Alors que Sufer Rosa, disque au combien vénéré, souffrait malgré tout d’une production crade (le rock c’est sale, c’est bien connu…), Doolittle ouvrait une voie bien plus audible où les sombres et tortueux délires saturés de Francis Black prirent toute leur ampleur. Proche de David Lynch, l’album, des ambiances jusqu’à l’artwork, est imprégné par un univers glauque et symboliquement surréaliste. Ce goût pour la culture de l’absurde et du non-sens envahit chaque parcelles des textes, brûlant peu à peu nos neurones, condamnant toute retraite. Le libre arbitre nous ai retiré : explorer l’impasse devient l’unique option.
Doolittle est une entité schizophrène, la diversité des émotions et des sonorités sont autant de personnalités en conflit qui pousse la créature vers une instable hétérogénéité. Mais les Pixies ne souffre d’aucune crise identitaire et aussi chaotique que puisse paraître certains enchaînements, les musiciens se jouent des styles et défient la linéarité, enterrant ainsi lassitude et ennui. Pop-rock, ils le demeurent instaurant le règne d’une efficace simplicité (Debaser, Wave Of Mutilation, Gouge Away), laissant libre court aux agressions électriques et aux folies vocales. Le ton s’allège quelques minutes le temps d’accoucher d’un tube en puissance chargé de bonne humeur : Here Comes Your Man est sûrement l’une des compositions qui marquera le plus les esprits, sa mélodie hantant jusqu’aux moins convaincus d’entre nous. Le reste du chemin nous replonge dans d’obscures eaux, de rares bouffées d’oxygènes nous étant offertes : Mr Grieves et sa rythmique festive, La La Love You et ses allures décalées sont autant de fenêtres vers la lumières du jour. Mais de lumière il n’est pas nécessaire en compagnie de Francis Black, même les plus sombres balades, chargées de hurlements déstructurés, sont des îlots de bonne humeur. Le paradoxe se situe dans cette capacité qu’on les Pixies à engendrer des chansons simples mais d’une sincérité touchante (Hey, Monkey Gone To Heaven), la voix si particulière de monsieur Black, soutenue par la légèreté de celle de Kim Deal, y étant pour beaucoup. Il ne suffit plus que de quelques rythmiques bien senties saupoudrée de savoureuses lignes électriques pour achever de nous semer dans leur obscur dédale.
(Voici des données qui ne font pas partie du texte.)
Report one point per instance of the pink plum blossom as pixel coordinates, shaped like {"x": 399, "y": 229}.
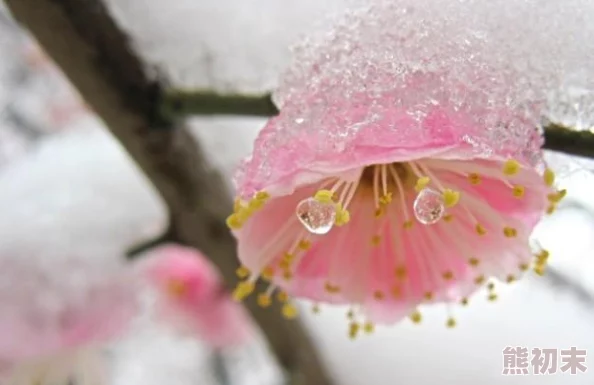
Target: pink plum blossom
{"x": 405, "y": 166}
{"x": 57, "y": 313}
{"x": 191, "y": 296}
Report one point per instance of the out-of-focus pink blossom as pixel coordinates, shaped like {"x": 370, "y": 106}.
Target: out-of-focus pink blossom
{"x": 404, "y": 167}
{"x": 56, "y": 314}
{"x": 191, "y": 296}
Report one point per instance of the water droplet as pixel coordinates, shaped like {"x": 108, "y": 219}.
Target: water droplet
{"x": 428, "y": 206}
{"x": 317, "y": 217}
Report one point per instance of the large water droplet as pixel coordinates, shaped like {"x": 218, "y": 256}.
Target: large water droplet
{"x": 428, "y": 206}
{"x": 317, "y": 217}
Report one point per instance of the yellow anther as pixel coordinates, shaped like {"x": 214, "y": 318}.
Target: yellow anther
{"x": 510, "y": 232}
{"x": 551, "y": 209}
{"x": 386, "y": 199}
{"x": 480, "y": 230}
{"x": 368, "y": 327}
{"x": 557, "y": 197}
{"x": 450, "y": 197}
{"x": 540, "y": 269}
{"x": 234, "y": 221}
{"x": 396, "y": 292}
{"x": 451, "y": 323}
{"x": 242, "y": 272}
{"x": 543, "y": 256}
{"x": 324, "y": 196}
{"x": 177, "y": 288}
{"x": 518, "y": 191}
{"x": 379, "y": 295}
{"x": 342, "y": 217}
{"x": 330, "y": 288}
{"x": 354, "y": 330}
{"x": 375, "y": 240}
{"x": 416, "y": 317}
{"x": 379, "y": 212}
{"x": 422, "y": 182}
{"x": 549, "y": 177}
{"x": 262, "y": 196}
{"x": 304, "y": 244}
{"x": 289, "y": 311}
{"x": 511, "y": 167}
{"x": 267, "y": 273}
{"x": 474, "y": 178}
{"x": 282, "y": 296}
{"x": 400, "y": 272}
{"x": 243, "y": 290}
{"x": 264, "y": 300}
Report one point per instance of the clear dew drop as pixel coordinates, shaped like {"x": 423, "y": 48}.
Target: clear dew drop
{"x": 428, "y": 206}
{"x": 316, "y": 217}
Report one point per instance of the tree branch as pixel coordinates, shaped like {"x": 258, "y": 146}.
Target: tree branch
{"x": 184, "y": 103}
{"x": 95, "y": 55}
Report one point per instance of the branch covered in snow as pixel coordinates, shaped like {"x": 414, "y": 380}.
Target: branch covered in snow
{"x": 94, "y": 54}
{"x": 184, "y": 103}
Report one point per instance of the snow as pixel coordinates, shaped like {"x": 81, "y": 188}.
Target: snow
{"x": 79, "y": 191}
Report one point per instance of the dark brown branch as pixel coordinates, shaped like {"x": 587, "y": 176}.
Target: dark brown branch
{"x": 183, "y": 103}
{"x": 95, "y": 55}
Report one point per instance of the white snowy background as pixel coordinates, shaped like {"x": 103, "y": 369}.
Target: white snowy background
{"x": 67, "y": 185}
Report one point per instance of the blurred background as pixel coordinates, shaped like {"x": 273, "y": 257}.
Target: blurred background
{"x": 67, "y": 185}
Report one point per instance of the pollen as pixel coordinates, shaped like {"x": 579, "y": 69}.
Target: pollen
{"x": 368, "y": 327}
{"x": 474, "y": 178}
{"x": 234, "y": 221}
{"x": 354, "y": 328}
{"x": 386, "y": 199}
{"x": 511, "y": 167}
{"x": 450, "y": 197}
{"x": 242, "y": 272}
{"x": 422, "y": 183}
{"x": 324, "y": 196}
{"x": 480, "y": 230}
{"x": 518, "y": 191}
{"x": 510, "y": 232}
{"x": 264, "y": 300}
{"x": 416, "y": 317}
{"x": 289, "y": 311}
{"x": 243, "y": 290}
{"x": 549, "y": 177}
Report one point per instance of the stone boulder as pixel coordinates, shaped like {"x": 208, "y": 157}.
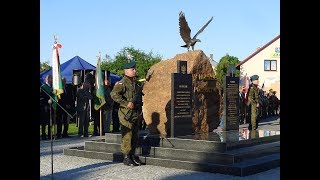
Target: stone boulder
{"x": 157, "y": 94}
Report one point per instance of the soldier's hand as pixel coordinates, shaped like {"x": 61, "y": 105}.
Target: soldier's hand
{"x": 130, "y": 105}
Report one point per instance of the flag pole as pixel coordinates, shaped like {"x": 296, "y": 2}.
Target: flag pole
{"x": 100, "y": 122}
{"x": 51, "y": 142}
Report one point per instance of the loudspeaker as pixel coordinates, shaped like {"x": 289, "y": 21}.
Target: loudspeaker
{"x": 103, "y": 75}
{"x": 89, "y": 76}
{"x": 77, "y": 76}
{"x": 107, "y": 74}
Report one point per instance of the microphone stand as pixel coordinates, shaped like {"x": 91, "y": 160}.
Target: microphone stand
{"x": 71, "y": 116}
{"x": 50, "y": 102}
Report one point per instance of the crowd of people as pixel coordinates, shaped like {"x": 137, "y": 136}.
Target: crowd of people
{"x": 266, "y": 104}
{"x": 76, "y": 105}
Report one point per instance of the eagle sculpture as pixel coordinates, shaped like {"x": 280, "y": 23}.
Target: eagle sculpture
{"x": 185, "y": 32}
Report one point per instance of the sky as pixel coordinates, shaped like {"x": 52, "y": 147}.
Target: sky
{"x": 84, "y": 28}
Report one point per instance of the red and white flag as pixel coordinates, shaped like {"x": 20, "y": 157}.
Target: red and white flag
{"x": 56, "y": 73}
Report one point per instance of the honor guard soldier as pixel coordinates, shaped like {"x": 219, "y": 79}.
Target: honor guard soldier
{"x": 124, "y": 93}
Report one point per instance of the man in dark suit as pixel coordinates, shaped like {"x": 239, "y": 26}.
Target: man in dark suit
{"x": 83, "y": 97}
{"x": 67, "y": 103}
{"x": 45, "y": 107}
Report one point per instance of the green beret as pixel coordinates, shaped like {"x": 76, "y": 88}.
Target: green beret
{"x": 254, "y": 77}
{"x": 129, "y": 65}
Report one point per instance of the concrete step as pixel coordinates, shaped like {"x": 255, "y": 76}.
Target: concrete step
{"x": 228, "y": 157}
{"x": 243, "y": 168}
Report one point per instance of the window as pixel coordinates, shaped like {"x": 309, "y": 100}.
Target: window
{"x": 270, "y": 65}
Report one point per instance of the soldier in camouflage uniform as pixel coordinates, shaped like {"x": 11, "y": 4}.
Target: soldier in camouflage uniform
{"x": 124, "y": 93}
{"x": 254, "y": 100}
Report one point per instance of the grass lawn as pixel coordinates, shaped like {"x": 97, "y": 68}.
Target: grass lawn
{"x": 73, "y": 129}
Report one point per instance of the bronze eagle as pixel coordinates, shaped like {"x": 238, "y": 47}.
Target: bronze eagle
{"x": 185, "y": 32}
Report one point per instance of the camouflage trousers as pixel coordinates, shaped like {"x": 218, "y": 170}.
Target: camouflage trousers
{"x": 130, "y": 137}
{"x": 254, "y": 115}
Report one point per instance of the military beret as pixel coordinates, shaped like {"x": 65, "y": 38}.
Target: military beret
{"x": 129, "y": 65}
{"x": 254, "y": 77}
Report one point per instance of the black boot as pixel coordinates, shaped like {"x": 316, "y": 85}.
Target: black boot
{"x": 127, "y": 160}
{"x": 135, "y": 160}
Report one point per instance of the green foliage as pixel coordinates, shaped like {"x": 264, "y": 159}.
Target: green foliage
{"x": 144, "y": 61}
{"x": 44, "y": 66}
{"x": 223, "y": 67}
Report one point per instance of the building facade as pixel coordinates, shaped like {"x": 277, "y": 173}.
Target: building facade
{"x": 265, "y": 62}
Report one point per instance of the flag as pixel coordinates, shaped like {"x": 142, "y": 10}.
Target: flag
{"x": 56, "y": 73}
{"x": 246, "y": 83}
{"x": 100, "y": 100}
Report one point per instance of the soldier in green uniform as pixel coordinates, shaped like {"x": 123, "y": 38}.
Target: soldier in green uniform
{"x": 124, "y": 93}
{"x": 254, "y": 100}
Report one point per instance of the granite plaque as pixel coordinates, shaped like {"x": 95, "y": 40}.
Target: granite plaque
{"x": 231, "y": 103}
{"x": 181, "y": 104}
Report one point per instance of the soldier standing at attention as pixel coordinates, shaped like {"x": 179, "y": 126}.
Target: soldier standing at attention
{"x": 124, "y": 93}
{"x": 253, "y": 98}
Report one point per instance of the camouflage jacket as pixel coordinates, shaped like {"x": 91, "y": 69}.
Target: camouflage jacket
{"x": 253, "y": 96}
{"x": 124, "y": 92}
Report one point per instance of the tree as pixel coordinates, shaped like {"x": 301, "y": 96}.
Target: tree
{"x": 144, "y": 61}
{"x": 222, "y": 69}
{"x": 44, "y": 66}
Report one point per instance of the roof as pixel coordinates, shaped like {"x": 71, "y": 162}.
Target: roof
{"x": 78, "y": 63}
{"x": 256, "y": 52}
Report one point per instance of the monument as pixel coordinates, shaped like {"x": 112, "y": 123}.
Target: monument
{"x": 181, "y": 101}
{"x": 231, "y": 100}
{"x": 157, "y": 94}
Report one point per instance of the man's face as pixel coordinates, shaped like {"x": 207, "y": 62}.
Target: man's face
{"x": 49, "y": 79}
{"x": 131, "y": 72}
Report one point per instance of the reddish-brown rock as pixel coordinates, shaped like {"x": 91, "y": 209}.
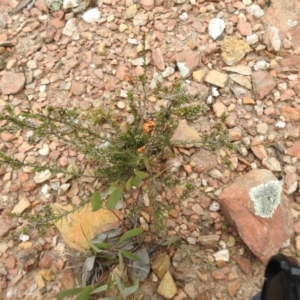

Les Pixies signèrent avec Doolittle leur album le plus troublant mais aussi le plus marquant. Il succèdera à des origines cultes, pour les amateurs, mais bien souvent trop peu connu par le grand public et précèdera une suite plus mélodieuse et accessible. Mon regard n’a rien d’innocent, les pensées déjà rongées et le cœur dévoré par l’acidité d’un des groupes qui restera à mes yeux un pilier du rock des années 90.
Pas aussi bon que le premier, mais super quand même.